- Born: Helen Humes April 6, 1912
- Died: July 2, 1998 (aged 86)
- Known for: Fellow of the American Statistical Association

= Helen Humes Lamale =

American labor statistician

Helen Humes Lamale (April 6, 1912 – July 2, 1998) was an American labor statistician who worked for 30 years in the Bureau of Labor Statistics, retiring as Chief of the Division of Living Conditions Studies in 1972.

==Contributions==
Some of Lamale's earliest work with the Bureau of Labor Statistics (published under the name Helen Humes) studied the effect of World War II on housing.
Her later work documented a general increase in the standard of living for working-class families through the economic boom of the 1950s.

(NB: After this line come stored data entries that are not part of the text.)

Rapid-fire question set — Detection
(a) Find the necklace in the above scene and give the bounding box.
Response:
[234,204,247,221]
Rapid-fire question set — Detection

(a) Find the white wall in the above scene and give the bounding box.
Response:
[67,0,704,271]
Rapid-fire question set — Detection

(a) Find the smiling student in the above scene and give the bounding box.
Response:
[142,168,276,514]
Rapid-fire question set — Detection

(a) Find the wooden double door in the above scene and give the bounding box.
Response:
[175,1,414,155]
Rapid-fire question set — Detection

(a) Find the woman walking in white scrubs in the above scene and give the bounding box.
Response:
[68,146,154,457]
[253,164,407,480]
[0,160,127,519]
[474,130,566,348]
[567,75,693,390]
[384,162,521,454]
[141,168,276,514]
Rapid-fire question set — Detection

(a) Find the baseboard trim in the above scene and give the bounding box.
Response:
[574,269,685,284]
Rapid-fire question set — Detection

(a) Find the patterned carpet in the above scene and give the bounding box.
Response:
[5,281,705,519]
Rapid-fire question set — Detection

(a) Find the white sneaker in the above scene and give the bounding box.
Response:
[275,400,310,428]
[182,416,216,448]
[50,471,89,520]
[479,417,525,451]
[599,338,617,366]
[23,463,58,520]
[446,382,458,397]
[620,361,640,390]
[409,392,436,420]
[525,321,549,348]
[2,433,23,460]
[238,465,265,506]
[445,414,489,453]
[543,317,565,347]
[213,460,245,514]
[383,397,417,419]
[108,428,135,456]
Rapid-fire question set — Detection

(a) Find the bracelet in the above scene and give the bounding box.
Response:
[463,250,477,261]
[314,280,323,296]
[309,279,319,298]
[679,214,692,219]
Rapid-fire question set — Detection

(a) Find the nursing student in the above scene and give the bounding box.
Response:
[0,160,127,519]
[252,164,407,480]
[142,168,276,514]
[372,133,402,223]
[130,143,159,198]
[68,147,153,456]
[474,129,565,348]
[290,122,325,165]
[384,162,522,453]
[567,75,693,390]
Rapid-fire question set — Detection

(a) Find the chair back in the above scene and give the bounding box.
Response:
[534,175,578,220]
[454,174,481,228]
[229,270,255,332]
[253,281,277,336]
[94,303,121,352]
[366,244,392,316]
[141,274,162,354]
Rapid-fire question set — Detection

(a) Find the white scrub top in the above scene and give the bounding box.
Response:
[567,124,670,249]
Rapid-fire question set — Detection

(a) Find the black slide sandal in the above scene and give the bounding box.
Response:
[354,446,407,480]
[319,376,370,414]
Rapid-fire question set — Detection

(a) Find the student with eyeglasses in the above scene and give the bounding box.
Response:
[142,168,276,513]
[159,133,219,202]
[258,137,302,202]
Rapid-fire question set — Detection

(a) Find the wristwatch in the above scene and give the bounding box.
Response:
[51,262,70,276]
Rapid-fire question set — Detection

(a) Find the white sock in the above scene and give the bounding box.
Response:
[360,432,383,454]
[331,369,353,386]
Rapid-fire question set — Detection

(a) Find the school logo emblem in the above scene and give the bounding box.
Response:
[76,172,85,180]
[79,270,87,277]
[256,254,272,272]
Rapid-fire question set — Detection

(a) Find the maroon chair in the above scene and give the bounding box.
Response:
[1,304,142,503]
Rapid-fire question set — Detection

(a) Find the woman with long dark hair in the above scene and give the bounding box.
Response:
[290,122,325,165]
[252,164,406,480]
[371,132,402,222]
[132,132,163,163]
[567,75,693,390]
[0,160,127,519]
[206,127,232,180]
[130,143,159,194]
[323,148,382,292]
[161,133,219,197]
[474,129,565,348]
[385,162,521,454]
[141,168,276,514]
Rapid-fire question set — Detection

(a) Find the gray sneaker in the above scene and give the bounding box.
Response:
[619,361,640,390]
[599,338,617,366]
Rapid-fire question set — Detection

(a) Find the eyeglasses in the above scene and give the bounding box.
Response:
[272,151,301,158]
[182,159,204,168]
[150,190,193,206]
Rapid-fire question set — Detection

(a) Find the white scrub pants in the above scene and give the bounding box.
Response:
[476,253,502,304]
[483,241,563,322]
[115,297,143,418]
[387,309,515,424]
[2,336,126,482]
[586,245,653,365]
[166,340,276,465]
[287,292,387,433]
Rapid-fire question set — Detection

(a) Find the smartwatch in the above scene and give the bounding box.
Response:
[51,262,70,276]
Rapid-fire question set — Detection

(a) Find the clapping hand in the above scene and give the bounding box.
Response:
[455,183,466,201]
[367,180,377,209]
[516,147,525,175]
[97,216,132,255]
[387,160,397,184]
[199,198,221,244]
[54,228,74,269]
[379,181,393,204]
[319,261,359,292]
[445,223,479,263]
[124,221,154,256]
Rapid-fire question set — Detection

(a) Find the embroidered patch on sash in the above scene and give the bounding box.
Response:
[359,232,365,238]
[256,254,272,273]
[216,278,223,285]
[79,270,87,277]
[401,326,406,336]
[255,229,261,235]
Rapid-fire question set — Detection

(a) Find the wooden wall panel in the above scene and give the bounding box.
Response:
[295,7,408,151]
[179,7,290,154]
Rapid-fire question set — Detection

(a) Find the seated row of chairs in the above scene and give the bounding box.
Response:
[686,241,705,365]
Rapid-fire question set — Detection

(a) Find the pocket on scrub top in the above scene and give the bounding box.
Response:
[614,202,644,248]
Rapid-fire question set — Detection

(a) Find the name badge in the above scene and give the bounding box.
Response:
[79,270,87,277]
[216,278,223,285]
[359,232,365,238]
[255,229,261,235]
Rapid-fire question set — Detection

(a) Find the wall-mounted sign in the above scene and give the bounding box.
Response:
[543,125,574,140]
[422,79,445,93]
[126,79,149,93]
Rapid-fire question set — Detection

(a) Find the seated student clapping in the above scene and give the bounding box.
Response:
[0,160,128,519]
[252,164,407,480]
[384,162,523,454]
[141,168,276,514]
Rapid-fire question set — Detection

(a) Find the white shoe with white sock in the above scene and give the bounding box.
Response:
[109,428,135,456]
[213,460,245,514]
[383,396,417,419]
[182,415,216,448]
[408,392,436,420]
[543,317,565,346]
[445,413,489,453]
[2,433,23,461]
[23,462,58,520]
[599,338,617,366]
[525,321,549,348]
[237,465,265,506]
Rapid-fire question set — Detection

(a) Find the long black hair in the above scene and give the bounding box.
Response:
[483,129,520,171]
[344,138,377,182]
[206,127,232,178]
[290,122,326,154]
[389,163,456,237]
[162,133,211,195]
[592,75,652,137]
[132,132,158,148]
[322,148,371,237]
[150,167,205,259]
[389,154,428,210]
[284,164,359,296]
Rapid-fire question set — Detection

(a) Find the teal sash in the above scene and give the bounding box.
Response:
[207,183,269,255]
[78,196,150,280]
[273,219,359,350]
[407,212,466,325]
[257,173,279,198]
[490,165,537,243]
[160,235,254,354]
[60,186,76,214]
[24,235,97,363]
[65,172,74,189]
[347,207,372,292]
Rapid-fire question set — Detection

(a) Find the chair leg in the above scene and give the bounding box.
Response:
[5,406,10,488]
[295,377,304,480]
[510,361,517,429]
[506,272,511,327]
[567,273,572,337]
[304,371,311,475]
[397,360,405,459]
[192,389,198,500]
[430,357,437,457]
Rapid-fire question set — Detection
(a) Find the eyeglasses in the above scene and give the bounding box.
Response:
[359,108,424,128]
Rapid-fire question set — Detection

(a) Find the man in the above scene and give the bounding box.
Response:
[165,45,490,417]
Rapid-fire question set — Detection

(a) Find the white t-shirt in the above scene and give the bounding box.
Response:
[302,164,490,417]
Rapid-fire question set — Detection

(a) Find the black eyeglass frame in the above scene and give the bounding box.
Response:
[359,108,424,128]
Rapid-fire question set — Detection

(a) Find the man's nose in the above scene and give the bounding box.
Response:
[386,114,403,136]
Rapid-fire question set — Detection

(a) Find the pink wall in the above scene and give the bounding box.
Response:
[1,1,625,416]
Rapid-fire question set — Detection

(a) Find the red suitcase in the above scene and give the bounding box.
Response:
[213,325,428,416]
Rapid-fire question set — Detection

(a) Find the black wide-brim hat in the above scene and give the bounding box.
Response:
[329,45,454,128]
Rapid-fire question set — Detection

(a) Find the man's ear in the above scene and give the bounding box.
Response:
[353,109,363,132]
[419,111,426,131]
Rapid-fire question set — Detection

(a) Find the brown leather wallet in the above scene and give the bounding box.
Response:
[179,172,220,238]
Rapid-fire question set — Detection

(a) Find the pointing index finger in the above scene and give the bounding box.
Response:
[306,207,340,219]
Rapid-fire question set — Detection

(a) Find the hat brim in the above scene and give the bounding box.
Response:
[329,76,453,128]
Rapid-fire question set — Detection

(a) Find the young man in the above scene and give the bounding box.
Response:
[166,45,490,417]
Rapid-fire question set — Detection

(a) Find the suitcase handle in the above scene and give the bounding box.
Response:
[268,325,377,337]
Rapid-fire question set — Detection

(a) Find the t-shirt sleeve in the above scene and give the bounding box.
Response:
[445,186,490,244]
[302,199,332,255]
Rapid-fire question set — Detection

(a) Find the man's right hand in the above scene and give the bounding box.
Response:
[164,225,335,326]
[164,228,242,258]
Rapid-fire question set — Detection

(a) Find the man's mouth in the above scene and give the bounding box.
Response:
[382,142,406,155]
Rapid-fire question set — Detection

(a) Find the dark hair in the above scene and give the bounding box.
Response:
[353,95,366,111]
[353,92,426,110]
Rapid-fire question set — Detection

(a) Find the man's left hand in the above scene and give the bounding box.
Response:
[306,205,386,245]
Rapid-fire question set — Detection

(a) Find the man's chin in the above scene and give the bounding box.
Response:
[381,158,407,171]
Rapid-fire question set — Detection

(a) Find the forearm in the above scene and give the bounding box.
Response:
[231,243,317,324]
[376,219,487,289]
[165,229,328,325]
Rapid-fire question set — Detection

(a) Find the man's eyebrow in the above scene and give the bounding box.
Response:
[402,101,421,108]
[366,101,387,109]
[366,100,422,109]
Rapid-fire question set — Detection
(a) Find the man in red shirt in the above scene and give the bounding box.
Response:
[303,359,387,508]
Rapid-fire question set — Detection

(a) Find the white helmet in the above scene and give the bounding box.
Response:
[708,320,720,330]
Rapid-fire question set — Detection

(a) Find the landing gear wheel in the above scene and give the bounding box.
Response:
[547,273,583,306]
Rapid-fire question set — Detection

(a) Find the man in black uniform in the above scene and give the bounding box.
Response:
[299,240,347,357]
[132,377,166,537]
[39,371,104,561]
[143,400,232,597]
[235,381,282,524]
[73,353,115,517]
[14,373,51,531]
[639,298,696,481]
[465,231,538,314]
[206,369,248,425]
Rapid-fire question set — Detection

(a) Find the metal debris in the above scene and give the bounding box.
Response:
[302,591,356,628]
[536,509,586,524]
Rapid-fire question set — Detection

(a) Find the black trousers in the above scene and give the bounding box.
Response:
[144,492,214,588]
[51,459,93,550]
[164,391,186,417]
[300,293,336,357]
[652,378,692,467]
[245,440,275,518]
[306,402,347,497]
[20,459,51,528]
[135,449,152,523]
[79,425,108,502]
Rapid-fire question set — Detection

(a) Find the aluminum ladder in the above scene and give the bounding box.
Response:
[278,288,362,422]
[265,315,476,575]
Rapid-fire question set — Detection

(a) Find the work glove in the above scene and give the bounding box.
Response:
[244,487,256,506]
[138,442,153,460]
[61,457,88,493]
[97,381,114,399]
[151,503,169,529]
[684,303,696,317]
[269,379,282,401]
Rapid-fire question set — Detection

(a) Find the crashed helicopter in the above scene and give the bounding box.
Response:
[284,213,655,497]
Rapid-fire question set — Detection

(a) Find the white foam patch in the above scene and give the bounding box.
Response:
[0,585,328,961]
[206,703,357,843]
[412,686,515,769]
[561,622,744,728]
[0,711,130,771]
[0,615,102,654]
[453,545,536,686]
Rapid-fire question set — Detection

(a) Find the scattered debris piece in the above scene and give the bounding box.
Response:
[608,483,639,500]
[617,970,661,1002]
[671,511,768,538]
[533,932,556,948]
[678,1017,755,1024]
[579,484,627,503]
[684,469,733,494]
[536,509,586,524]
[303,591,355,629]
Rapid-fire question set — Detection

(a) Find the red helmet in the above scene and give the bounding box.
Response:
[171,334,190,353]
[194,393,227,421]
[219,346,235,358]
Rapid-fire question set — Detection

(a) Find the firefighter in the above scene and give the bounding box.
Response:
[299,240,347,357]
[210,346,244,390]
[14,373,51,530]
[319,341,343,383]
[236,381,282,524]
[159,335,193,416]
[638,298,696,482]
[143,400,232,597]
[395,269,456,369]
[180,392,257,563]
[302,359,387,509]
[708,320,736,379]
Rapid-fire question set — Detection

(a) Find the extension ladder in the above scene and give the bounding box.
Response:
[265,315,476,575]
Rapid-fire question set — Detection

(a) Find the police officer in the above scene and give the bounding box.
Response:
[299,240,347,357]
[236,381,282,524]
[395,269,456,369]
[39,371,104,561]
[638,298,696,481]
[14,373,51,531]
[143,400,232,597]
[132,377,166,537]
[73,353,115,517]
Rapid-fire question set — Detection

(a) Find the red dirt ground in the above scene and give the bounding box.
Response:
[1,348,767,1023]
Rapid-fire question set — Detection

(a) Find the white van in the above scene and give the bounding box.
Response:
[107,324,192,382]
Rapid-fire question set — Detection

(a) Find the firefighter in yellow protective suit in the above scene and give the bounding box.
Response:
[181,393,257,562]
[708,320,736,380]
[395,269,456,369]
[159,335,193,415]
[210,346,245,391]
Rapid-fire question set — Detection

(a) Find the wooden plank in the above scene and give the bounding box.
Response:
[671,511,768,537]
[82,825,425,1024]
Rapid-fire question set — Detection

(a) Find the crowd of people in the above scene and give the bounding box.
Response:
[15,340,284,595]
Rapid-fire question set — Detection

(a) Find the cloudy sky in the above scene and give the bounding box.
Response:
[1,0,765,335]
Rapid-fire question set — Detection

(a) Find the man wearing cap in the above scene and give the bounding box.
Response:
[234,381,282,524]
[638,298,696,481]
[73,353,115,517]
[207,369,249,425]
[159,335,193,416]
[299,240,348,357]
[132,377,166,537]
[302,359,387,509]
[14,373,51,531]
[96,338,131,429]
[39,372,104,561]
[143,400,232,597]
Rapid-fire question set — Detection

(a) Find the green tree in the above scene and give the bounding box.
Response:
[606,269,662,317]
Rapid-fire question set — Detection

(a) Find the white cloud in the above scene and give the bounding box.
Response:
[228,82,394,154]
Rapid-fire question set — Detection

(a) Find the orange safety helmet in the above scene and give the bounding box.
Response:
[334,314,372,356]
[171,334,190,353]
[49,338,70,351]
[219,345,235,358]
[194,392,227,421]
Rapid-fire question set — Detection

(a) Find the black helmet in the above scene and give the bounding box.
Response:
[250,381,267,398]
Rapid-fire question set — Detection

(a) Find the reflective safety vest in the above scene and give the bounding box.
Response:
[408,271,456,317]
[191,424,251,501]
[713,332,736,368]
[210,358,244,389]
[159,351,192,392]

Her book Methodology of the Survey of Consumer Expenditures in 1950, Study of Consumer Expenditures, Incomes and Savings in the United States (published by the Wharton School of the University of Pennsylvania in 1959) became "the most complete account put into print of the design and procedures" of the 1950 Survey of Consumer Expenditures, carried out jointly by the Bureau of Labor Statistics and the Wharton School.

==Recognition==
In 1966, Lamale was elected as a Fellow of the American Statistical Association "for significant contributions to the design and execution of consumer expenditure surveys and standard budget studies and to the analysis of levels and standards of living."